Animals & Wildlife Magazine

Social Networking Principles Help In Animal Research

By Petslady @petslady

A team of data analysts from Oxford University may have taken a note out of Facebook founder Mark Zuckerberg's book when they developed a social network for a population of great tits birds.
The bird species Parus major is a common social woodland songbird in Europe and Northern Africa, and is often observed by scientists interested in analyzing animal behavior.  Mating pairs will usually raise between three and four hatchlings per season and the older female siblings may stick around to help with the new members of the family.  These birds do not migrate and although pairs live in their own tree hollows, populations of great tits will take up residence throughout a forest area.  The social structures of the birds can be monitored by observing how far they travel from their own tree hollow.

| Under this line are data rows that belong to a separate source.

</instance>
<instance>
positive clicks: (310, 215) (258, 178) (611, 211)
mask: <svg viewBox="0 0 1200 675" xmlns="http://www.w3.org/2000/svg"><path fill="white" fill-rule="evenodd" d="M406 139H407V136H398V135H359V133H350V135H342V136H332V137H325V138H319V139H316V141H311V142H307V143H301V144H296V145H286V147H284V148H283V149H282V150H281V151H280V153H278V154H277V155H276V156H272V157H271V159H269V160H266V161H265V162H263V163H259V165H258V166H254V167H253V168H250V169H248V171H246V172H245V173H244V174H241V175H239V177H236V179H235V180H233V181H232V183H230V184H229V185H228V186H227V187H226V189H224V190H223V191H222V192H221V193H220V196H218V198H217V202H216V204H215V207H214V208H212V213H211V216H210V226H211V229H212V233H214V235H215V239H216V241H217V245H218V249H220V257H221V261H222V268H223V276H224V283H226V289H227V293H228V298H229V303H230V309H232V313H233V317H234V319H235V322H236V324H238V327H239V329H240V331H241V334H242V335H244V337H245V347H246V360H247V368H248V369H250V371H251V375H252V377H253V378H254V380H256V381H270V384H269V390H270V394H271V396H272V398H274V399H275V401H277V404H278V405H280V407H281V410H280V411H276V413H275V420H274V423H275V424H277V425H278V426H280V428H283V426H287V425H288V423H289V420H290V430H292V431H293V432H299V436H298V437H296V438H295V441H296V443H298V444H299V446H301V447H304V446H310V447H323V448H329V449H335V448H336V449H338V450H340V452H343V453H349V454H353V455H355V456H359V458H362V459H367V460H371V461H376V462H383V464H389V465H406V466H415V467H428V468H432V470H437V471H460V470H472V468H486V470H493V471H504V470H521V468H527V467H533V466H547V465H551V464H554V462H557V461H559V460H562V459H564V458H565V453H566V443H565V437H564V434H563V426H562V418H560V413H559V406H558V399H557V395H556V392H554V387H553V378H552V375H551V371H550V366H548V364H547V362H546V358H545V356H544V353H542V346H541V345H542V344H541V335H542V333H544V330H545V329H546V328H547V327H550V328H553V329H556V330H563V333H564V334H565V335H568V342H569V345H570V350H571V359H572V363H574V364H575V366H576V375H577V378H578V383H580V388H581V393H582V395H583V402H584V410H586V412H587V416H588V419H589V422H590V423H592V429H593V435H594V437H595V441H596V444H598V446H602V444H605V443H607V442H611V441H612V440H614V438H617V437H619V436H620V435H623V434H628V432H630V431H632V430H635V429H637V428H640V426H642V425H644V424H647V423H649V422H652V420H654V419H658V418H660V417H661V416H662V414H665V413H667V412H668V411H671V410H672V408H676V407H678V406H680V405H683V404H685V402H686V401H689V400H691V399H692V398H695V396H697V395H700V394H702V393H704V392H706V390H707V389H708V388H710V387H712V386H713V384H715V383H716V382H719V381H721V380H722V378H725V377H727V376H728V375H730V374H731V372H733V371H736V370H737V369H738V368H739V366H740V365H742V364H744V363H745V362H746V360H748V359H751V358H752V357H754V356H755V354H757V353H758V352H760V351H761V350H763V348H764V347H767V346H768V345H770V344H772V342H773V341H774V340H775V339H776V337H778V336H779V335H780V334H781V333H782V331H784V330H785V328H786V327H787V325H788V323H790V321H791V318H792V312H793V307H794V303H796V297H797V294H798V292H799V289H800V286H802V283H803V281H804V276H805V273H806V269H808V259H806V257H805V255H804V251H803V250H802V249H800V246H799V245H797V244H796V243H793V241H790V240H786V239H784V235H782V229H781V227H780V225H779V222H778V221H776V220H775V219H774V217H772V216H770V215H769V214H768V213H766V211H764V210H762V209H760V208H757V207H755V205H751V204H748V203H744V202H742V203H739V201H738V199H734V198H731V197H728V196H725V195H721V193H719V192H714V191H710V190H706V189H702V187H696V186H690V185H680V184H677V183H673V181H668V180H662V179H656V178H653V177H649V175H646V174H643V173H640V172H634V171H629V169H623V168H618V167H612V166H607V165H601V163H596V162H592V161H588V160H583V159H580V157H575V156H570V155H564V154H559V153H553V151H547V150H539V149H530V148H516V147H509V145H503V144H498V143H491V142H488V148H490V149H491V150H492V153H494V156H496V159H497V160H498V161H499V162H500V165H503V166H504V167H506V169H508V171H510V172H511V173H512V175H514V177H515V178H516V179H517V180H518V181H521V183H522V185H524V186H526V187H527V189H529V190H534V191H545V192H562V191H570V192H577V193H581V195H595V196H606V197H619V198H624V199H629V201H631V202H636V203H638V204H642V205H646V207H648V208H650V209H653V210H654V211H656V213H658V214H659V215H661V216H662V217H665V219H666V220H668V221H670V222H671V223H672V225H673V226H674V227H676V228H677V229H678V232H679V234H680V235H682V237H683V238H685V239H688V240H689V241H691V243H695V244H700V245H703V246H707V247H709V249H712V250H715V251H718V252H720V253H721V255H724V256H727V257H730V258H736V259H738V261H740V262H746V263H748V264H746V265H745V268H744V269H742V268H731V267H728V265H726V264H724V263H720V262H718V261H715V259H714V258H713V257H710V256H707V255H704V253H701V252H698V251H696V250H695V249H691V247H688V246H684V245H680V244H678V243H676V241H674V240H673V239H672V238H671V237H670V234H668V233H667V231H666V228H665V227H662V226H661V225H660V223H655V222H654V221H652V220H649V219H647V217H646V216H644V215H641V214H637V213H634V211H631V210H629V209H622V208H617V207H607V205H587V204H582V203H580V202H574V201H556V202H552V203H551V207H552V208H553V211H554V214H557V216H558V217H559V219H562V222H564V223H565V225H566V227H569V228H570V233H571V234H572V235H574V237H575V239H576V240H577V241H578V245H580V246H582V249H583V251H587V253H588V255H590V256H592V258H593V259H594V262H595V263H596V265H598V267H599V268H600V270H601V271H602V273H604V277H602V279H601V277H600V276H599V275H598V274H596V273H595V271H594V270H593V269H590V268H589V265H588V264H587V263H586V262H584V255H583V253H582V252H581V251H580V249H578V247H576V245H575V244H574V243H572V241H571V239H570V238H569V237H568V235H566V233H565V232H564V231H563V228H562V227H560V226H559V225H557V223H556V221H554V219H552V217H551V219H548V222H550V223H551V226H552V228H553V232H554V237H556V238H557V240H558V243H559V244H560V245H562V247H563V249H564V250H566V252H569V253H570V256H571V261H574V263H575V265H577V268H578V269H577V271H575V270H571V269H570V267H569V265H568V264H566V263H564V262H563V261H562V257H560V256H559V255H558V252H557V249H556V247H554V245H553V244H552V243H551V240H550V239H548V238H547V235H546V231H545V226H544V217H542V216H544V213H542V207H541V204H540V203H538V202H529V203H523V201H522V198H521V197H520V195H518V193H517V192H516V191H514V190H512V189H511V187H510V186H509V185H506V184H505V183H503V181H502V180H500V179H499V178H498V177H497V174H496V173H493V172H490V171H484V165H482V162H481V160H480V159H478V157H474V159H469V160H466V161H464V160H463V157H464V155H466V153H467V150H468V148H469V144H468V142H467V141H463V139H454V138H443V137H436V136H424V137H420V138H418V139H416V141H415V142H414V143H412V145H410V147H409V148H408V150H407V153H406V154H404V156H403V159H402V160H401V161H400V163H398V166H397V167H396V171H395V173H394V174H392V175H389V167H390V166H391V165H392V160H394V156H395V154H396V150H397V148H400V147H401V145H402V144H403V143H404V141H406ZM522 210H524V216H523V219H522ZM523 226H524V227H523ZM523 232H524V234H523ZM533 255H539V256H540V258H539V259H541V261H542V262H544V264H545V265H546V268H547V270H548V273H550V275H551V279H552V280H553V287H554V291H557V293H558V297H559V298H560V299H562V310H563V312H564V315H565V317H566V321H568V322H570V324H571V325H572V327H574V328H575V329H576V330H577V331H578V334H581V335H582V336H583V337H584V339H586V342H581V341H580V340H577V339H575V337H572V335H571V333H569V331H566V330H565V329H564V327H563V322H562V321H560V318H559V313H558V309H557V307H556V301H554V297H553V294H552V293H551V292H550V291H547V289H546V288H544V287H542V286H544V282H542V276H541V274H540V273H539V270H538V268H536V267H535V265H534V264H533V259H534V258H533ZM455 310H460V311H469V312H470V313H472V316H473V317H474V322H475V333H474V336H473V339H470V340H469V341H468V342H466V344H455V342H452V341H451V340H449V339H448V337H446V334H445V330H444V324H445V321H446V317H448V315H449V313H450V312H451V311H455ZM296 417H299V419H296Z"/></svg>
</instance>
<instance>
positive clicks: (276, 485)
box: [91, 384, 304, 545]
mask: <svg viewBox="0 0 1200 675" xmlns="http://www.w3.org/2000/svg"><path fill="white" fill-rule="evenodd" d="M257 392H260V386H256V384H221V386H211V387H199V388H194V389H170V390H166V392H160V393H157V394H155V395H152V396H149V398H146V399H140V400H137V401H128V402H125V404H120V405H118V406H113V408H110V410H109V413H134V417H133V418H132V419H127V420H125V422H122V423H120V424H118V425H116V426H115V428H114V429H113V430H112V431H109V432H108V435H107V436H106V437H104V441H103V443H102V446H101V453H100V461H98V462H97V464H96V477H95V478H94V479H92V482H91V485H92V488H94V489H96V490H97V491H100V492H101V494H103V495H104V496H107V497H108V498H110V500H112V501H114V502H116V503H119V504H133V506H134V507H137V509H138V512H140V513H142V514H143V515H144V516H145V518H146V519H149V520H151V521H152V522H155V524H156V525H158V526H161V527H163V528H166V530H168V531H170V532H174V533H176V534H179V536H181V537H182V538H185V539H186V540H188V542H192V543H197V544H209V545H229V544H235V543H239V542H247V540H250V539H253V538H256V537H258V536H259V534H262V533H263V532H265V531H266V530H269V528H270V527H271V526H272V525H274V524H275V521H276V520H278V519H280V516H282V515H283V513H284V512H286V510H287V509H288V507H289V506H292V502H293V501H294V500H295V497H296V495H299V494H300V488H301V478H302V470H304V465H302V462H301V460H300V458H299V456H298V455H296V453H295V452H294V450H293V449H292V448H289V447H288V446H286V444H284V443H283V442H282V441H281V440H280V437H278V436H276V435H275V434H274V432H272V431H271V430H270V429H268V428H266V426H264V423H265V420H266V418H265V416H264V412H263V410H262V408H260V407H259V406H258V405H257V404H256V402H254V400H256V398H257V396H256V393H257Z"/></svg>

Parent great tit feeding hatchling.  Image courtesy madmcmojo.
Parent great tit feeding hatchling. Image courtesy madmcmojo.

 In a scientifically monitored forest called Wytham Woods, electronic recorders track when individual birds visit particular feeding stations set up throughout the forest.  That information reveals which birds live in which areas, and along with the family ancestry of the birds and personal observations of the researchers, is used to interpret the relationships between the birds.  However, the amount of electronic recordings can become overwhelming and meaningless without a way of analyzing it. 

To solve this problem of too much random information, a group from the Pattern Analysis and Machine Learning Research Group at Oxford University developed a computer program to turn two years worth of electronic data points into a summary of meaningful facts.  Rather than a list of separate occurrences "Bird A visits feeding station 1, 10am; Bird B visits feeding station 1, 10:05am; Bird C visits feeding station 2, 11am" the computer program summarizes the information to interpret that Bird A and Bird B interact often, whereas Bird C lives elsewhere in the forest and does not interact with the other two birds.  All three birds are part of the same population, but they are not in the same social group.  Conceptually, the program is similar to how social networking sites can be used to differentiate between people who are members of the site and people who are close friends by tracking how often those individuals interact online.

Greater understanding of the birds' social groups is valuable for researchers interested in deciphering the role of genetics in social interaction as well as the behavioral differences between familiar and unfamiliar birds.  The future plan for the new computer program is to adapt the basic principles for other research opportunities.